Plasmodium vivax merozoite surface protein PvMSP-3β is radically polymorphic through mutation and large insertions and deletions

Abstract

Plasmodium vivax causes the majority of malaria outside of sub-Saharan Africa and is an important burden for affected countries. The recent spread of drug-resistant P. vivax strains in these countries has led to renewed pressure for the development of a P. vivax vaccine. The complex life cycle of P. vivax presents many potential vaccine targets, but among the most promising candidates are subunits of the surface coat that surrounds the merozoite, the parasite stage that infects erythrocytes and initiates much of the pathology of malaria. Although the genes for several constituents of the P. vivax surface coat have now been cloned and sequenced, little is known about the extent to which these proteins vary between populations, an important consideration in vaccine development. The merozoite surface protein MSP-3β is a member of a family of related merozoite surface proteins, all of which contain a central alanine-rich domain that is predicted to form a coiled-coil tertiary structure.
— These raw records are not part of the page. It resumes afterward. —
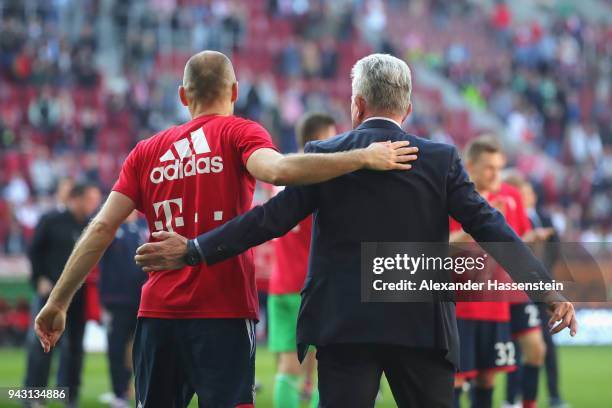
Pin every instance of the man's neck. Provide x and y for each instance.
(395, 119)
(197, 112)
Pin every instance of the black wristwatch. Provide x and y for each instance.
(192, 257)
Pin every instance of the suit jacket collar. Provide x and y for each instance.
(378, 124)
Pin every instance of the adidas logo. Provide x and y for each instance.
(187, 148)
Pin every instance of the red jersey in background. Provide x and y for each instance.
(514, 211)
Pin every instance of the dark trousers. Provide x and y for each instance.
(349, 376)
(120, 332)
(177, 358)
(71, 354)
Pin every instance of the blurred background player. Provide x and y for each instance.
(54, 238)
(120, 283)
(543, 232)
(286, 283)
(484, 327)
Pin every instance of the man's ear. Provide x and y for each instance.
(183, 96)
(234, 92)
(361, 106)
(408, 112)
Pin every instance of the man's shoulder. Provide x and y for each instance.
(329, 145)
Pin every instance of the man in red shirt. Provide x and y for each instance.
(286, 283)
(195, 326)
(484, 327)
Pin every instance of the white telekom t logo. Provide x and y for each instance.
(167, 209)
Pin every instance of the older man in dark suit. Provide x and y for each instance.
(414, 344)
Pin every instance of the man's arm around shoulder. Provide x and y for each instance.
(272, 167)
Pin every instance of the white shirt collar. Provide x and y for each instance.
(382, 118)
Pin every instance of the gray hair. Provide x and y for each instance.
(383, 81)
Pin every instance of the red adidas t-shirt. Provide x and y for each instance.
(291, 266)
(516, 217)
(190, 179)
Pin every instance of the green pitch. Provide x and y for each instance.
(586, 378)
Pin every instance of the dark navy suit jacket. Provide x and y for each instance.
(372, 206)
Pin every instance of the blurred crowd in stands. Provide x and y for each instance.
(82, 81)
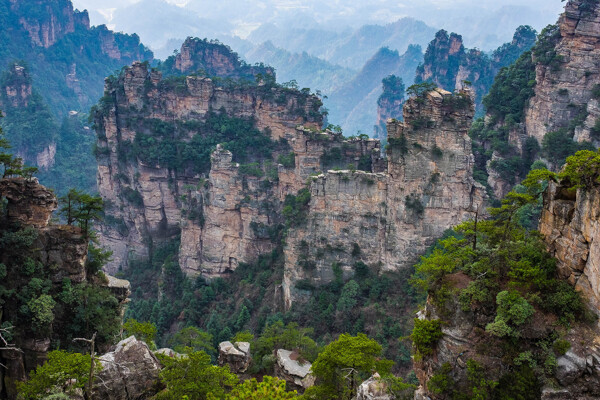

We have sequenced the PvMSP- 3β gene from P. vivax isolates originating in Central and South America, Asia and the Pacific. In this first assessment of PvMSP-3β variation between populations, we discovered widespread and significant diversity, mostly within the alanine-rich central region. We observed frequent differences in PvMSP-3β gene size, caused by the insertion and/or deletion of several large sequence blocks, as well as numerous single nucleotide polymorphisms and smaller scale insertions and deletions. Despite this high level of sequence diversity, certain physical properties of the encoded protein are maintained, particularly the ability to form coiled-coil tertiary structures, suggesting that although PvMSP-3β varies widely, it is under functional constraints. The implications for PvMSP-3β function and vaccine development are discussed.